Another confusing aspect about the expression of coprolalia involves the incorporation of coprolalia into regular speech and actions.  This phenomenon is more common in children.  The urge to say the word may be strong enough that it will occur within the context of speech.  The tic is somewhat satisfied for the child, however; it very much appears as being a voluntary addition.  Consider the F_ word as a vocal tic that is coprolalia.  The child may voluntarily slip it into speech in a fluent way, satisfying the tic but being unaware of how voluntary the tic appears to be to others.  For example, “That f_ing dog just f_ing barked at me”.  This is very difficult for others (especially parents and teachers) to understand.  I remember telling my child, when coprolalia began for him, to just pick one or two of the words and say them out of a sentence so people would more easily identify it as coprolalia!  This strategy didn’t work because he doesn’t have the option to choose which tics he says, and because he never really understood why it would make a difference how or when it was expressed.  To him, slipping it into speech was more “normal” than randomly shouting a bad word.  And doing it my way didn’t satisfy his urge, of course.

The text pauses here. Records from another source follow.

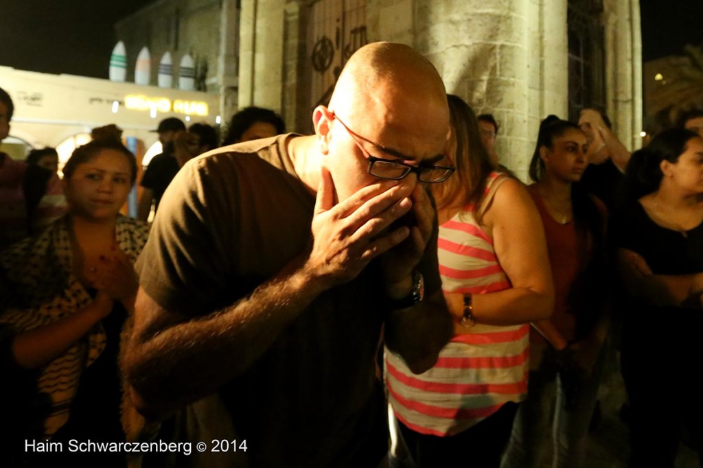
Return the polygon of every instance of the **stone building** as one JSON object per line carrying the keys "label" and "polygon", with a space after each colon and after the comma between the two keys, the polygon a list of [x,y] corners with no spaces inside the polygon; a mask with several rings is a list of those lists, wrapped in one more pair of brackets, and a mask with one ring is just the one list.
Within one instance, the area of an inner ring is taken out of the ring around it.
{"label": "stone building", "polygon": [[196,87],[220,96],[220,115],[237,106],[239,7],[235,0],[155,0],[118,22],[117,37],[124,42],[128,82],[142,47],[151,55],[150,84],[156,85],[159,62],[170,52],[174,85],[179,64],[190,54],[195,62]]}
{"label": "stone building", "polygon": [[642,129],[638,0],[243,0],[239,105],[280,110],[309,131],[339,70],[363,44],[427,56],[477,113],[501,125],[501,162],[527,178],[540,120],[605,110],[621,141]]}
{"label": "stone building", "polygon": [[595,107],[626,146],[640,145],[638,0],[157,0],[117,31],[128,57],[146,44],[174,63],[186,52],[206,60],[225,119],[259,105],[309,132],[349,56],[382,40],[412,46],[448,92],[493,113],[501,162],[524,179],[549,114],[575,120]]}

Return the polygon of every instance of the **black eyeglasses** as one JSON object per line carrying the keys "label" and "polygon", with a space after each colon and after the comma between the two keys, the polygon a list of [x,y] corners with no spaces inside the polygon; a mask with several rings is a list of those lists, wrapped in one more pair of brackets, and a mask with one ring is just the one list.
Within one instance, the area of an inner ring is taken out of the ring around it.
{"label": "black eyeglasses", "polygon": [[[406,177],[411,172],[414,172],[418,175],[418,180],[420,182],[424,182],[425,183],[439,183],[439,182],[444,182],[446,179],[449,178],[449,176],[452,174],[456,170],[454,167],[446,167],[446,166],[413,166],[412,164],[406,164],[400,161],[393,161],[392,160],[384,160],[380,157],[376,157],[375,156],[372,156],[368,153],[368,151],[361,145],[359,140],[363,140],[367,143],[373,145],[375,147],[380,148],[382,150],[383,148],[378,144],[375,143],[370,140],[363,138],[361,135],[357,135],[354,132],[352,131],[344,122],[342,122],[339,117],[337,117],[334,112],[331,112],[333,117],[337,119],[342,126],[344,127],[352,139],[354,140],[354,143],[361,151],[361,154],[363,157],[368,160],[368,174],[371,174],[374,177],[378,177],[379,178],[386,178],[392,181],[399,181],[404,177]],[[449,161],[451,161],[451,158],[447,153],[444,153],[445,157]]]}

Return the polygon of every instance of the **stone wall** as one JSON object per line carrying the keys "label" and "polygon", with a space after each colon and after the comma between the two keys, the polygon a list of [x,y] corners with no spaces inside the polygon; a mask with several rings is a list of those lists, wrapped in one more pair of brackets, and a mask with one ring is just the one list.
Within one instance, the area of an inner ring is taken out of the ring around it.
{"label": "stone wall", "polygon": [[134,79],[134,65],[141,48],[151,55],[151,84],[156,86],[159,62],[167,51],[173,60],[174,87],[178,87],[181,58],[190,53],[207,63],[209,92],[219,92],[220,0],[160,0],[118,22],[117,37],[127,52],[127,81]]}
{"label": "stone wall", "polygon": [[[568,115],[567,4],[366,0],[366,26],[368,41],[412,46],[434,64],[448,92],[465,98],[477,114],[494,114],[501,126],[501,161],[527,181],[541,119]],[[242,5],[240,105],[272,108],[292,129],[309,131],[305,30],[311,4],[243,0]],[[635,148],[642,126],[638,0],[605,0],[604,9],[607,110],[619,137]]]}

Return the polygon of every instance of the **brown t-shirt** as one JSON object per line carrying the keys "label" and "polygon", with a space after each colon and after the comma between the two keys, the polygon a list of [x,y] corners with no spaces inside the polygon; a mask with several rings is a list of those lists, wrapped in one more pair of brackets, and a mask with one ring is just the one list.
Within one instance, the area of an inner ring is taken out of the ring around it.
{"label": "brown t-shirt", "polygon": [[[315,197],[294,171],[289,138],[221,148],[179,172],[137,262],[142,287],[161,306],[208,314],[246,297],[305,249]],[[418,269],[432,294],[441,284],[436,235],[426,257]],[[375,359],[387,309],[372,262],[318,297],[221,389],[253,465],[375,466],[387,450]]]}

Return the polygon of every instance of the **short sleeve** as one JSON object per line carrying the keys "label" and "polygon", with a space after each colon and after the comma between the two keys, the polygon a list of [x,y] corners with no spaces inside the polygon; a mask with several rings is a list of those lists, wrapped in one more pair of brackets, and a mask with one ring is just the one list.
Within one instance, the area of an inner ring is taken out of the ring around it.
{"label": "short sleeve", "polygon": [[220,292],[229,285],[236,213],[226,197],[237,182],[224,172],[211,158],[193,160],[162,199],[136,269],[144,290],[167,310],[200,315],[227,305]]}
{"label": "short sleeve", "polygon": [[156,186],[156,178],[158,176],[159,171],[159,160],[161,155],[157,155],[151,160],[149,165],[146,167],[146,170],[144,171],[144,175],[142,176],[141,181],[139,185],[145,188],[150,188],[153,190]]}

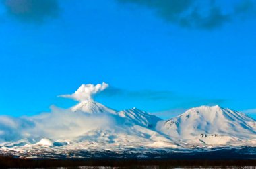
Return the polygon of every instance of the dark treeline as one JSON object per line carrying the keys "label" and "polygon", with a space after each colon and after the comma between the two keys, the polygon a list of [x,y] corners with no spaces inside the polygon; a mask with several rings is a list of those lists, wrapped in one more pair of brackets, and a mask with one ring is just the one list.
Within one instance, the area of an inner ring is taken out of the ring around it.
{"label": "dark treeline", "polygon": [[139,168],[142,166],[158,166],[160,168],[185,166],[256,166],[256,160],[156,160],[156,159],[22,159],[0,156],[0,168],[44,168],[75,166],[117,166]]}

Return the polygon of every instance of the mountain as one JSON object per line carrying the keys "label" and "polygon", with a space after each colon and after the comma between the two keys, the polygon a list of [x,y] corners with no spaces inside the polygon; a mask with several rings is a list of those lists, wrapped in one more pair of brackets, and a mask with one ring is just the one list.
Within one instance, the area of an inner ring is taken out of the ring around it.
{"label": "mountain", "polygon": [[157,129],[172,140],[189,143],[241,144],[241,140],[256,139],[253,119],[218,105],[192,108],[177,117],[161,121]]}
{"label": "mountain", "polygon": [[117,112],[115,110],[108,108],[92,99],[83,101],[74,107],[72,107],[71,109],[73,112],[81,111],[90,114],[100,113],[115,114]]}

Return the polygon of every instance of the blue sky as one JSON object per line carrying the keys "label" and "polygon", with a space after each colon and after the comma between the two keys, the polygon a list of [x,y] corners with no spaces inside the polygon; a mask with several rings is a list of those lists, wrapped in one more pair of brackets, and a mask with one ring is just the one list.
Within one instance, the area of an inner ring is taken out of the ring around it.
{"label": "blue sky", "polygon": [[105,82],[95,99],[116,109],[256,117],[255,1],[17,1],[0,3],[1,115],[69,107],[57,96]]}

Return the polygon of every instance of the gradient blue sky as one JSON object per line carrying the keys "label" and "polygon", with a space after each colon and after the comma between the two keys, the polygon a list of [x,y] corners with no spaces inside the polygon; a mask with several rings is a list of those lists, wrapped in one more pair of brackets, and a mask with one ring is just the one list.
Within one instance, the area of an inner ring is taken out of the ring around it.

Intensity and Frequency Changes

Another difficult characteristic of coprolalia that further impedes understanding is that stress increases tic frequency and intensity.   Parents of children with Tourette Syndrome are very familiar with this phenomena.   Both negative and positive stress occupy significant mental attention.  In these situations, a child has less mental energy to suppress his/her tic symptoms.  As a result, more tics are expressed, to conserve mental energy for all the other things that are consuming the child’s mental resources.  Consider that anger, disappointment and frustration are major stresses.  When a child attends to these negative emotions, they do not expend energy on suppressing their tics or coprolalia.  In a situation that provokes strong feelings of anger in the child, tics and coprolalia escalate.  In this type of situation, you will have a child who is angry, using inappropriate language, and louder because you have asked them to do something like “Come do your homework now, please.”  What looks like a child reacting disrespectfully and aggressively may simply be a child reacting to a strong emotion, increasing tic expression due to the displacement of mental focus to the emotion.  This situation is extremely difficult to manage and creates intense stress on families living with neurological disorders.

Education about the disorders, symptoms, and their expressions lay the groundwork to understanding, managing and accepting coprolalia.